The prospect of US tourists coming to Europe is certainly a step in the right direction. Americans are eager to travel again, and national summer rentals have been booked up fast. Some people may now be tempted to swap their Cape Cod vacation for a trip to Capri. American travelers would be a boon to the continent’s local economies and international hotel groups, such as Marriott International Inc, InterContinental Hotels Group Plc and Accor SA.

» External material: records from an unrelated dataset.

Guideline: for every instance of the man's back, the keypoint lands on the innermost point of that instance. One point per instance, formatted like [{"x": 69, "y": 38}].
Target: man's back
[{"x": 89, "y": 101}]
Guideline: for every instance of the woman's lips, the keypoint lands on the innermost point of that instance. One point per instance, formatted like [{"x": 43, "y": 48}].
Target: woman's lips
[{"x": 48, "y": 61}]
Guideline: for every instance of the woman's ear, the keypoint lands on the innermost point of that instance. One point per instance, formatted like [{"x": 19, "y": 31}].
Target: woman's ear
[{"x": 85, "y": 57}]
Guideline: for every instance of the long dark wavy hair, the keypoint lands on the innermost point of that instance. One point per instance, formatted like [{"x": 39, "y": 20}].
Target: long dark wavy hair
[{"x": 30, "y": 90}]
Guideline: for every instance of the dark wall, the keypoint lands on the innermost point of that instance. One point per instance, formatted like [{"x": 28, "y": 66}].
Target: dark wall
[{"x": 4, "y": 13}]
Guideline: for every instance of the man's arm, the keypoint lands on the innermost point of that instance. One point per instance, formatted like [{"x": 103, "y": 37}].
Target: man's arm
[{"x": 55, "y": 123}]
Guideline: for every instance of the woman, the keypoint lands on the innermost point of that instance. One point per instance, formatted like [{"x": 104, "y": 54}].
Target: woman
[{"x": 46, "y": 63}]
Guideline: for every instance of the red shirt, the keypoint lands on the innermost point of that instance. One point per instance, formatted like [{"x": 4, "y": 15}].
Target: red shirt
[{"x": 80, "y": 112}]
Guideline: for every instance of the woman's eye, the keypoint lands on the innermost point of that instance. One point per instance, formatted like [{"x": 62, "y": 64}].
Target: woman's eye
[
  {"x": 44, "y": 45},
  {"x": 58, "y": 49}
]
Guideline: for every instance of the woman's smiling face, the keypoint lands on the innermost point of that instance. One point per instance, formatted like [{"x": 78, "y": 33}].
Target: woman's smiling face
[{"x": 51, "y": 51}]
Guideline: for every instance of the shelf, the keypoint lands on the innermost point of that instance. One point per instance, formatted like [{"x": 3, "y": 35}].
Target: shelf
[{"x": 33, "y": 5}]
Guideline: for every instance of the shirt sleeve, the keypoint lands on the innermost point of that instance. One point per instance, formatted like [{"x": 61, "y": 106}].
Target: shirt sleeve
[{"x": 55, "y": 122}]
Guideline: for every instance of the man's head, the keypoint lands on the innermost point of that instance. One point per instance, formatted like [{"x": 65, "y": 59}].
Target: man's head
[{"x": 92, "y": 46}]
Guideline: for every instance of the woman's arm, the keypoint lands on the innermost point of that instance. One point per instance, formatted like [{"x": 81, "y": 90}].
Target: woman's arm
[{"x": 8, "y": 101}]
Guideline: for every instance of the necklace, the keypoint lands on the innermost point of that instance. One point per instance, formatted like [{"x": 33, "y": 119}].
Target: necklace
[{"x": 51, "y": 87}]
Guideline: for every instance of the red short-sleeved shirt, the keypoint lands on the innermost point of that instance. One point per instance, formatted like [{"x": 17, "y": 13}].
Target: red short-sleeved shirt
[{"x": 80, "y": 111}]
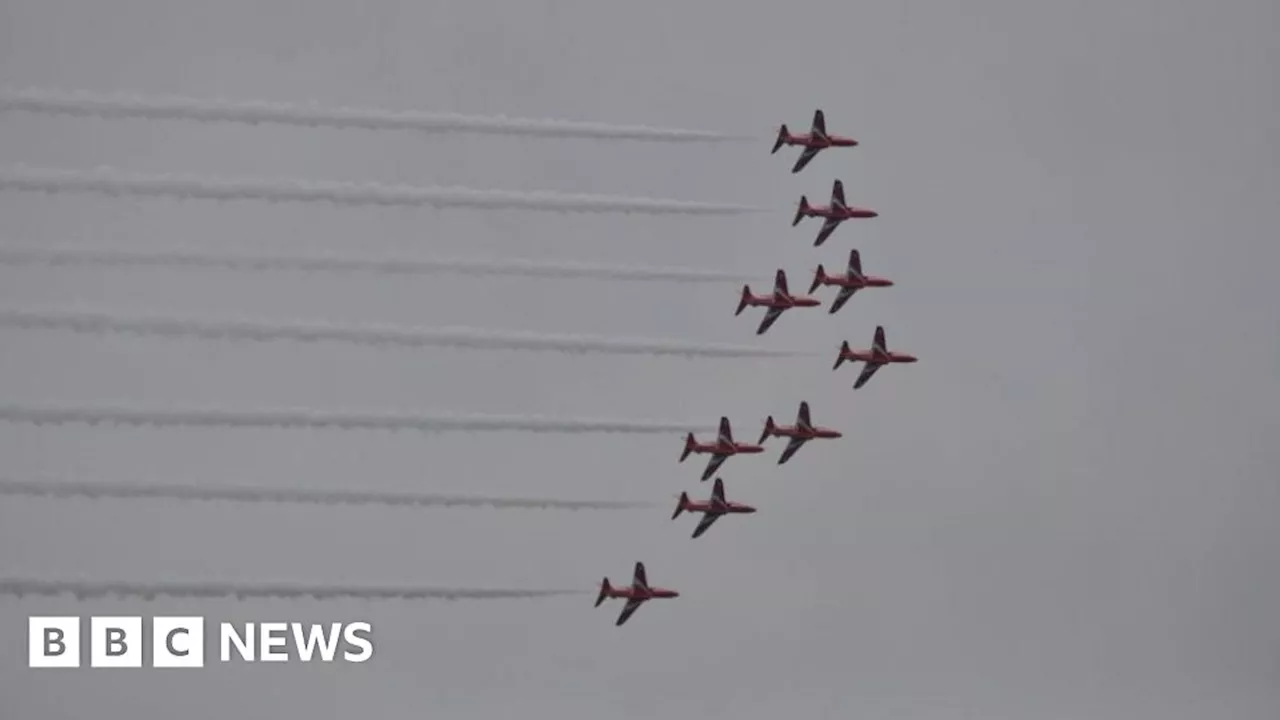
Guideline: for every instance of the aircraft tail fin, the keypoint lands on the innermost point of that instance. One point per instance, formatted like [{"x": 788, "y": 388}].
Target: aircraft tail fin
[
  {"x": 842, "y": 356},
  {"x": 769, "y": 428},
  {"x": 801, "y": 210},
  {"x": 819, "y": 277},
  {"x": 689, "y": 447},
  {"x": 782, "y": 137},
  {"x": 681, "y": 506}
]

A resumption of transatlantic flights would also help airlines such as Virgin Atlantic and British Airways (part of International Consolidated Airlines Group SA). Not only does this represent a large chunk of legacy carrier capacity, but flights between Europe and North America are also very profitable. The collapse of long-haul flights is one of the reasons why the shares of IAG, Deutsche Lufthansa AG and Air France-KLM have fallen behind those of low-cost short-hop specialists such as Ryanair.
Still, it is unclear how many Americans will want, or will be able, to travel to Europe. Last week, the US State Department issued “Do Not Travel” warnings to about 80 percent of the world’s nations, including many in Europe.
The biggest problem for the Union, however, is that most tourists to France, Greece, Italy, Portugal and Spain during their peak summer seasons are from other Western European countries, according to Richard Clarke, an analyst. by Bernstein. Americans are more likely to book vacations in nearby Caribbean locations than in Mediterranean destinations.
For European tourism to truly recover, restrictions must be lifted in countries that are major exporters of summer sun-seeking tourists, such as Great Britain and Germany.
The UK has announced a traffic light system, with the British able to travel to “green” countries without the need for quarantine upon their return. Arrivals from high-risk areas designated “amber” and “red” will be subject to stricter restrictions. The government is expected to announce further details next week, and this could open international travel from May 17. But the details will matter: the countries on the amber list would still be inconvenient and expensive for many families, as they would have to quarantine for 10 days and do more Covid tests upon return.
Germany doesn’t have a real travel ban, but the situation isn’t clear either. For example, although Germans may already visit the island of Mallorca, they are discouraged from taking holidays in Greece. As a result, some countries are taking matters into their own hands. Greece will fully open up to tourism for those who have been vaccinated or recently tested negative for the virus, starting in mid-May.
Of course, this timid release could be undone by new Covid variants and measures to prevent new waves of infections from countries like India. Last month UK Health Secretary Matt Hancock raised the possibility that Brits need a third dose of vaccines, to protect themselves from the new strains, before they can travel internationally. Such a plan would halt the fast approaching travel season.
It may be a rare glimmer of hope, but an invasion of American holidays won’t be enough to save the European summer.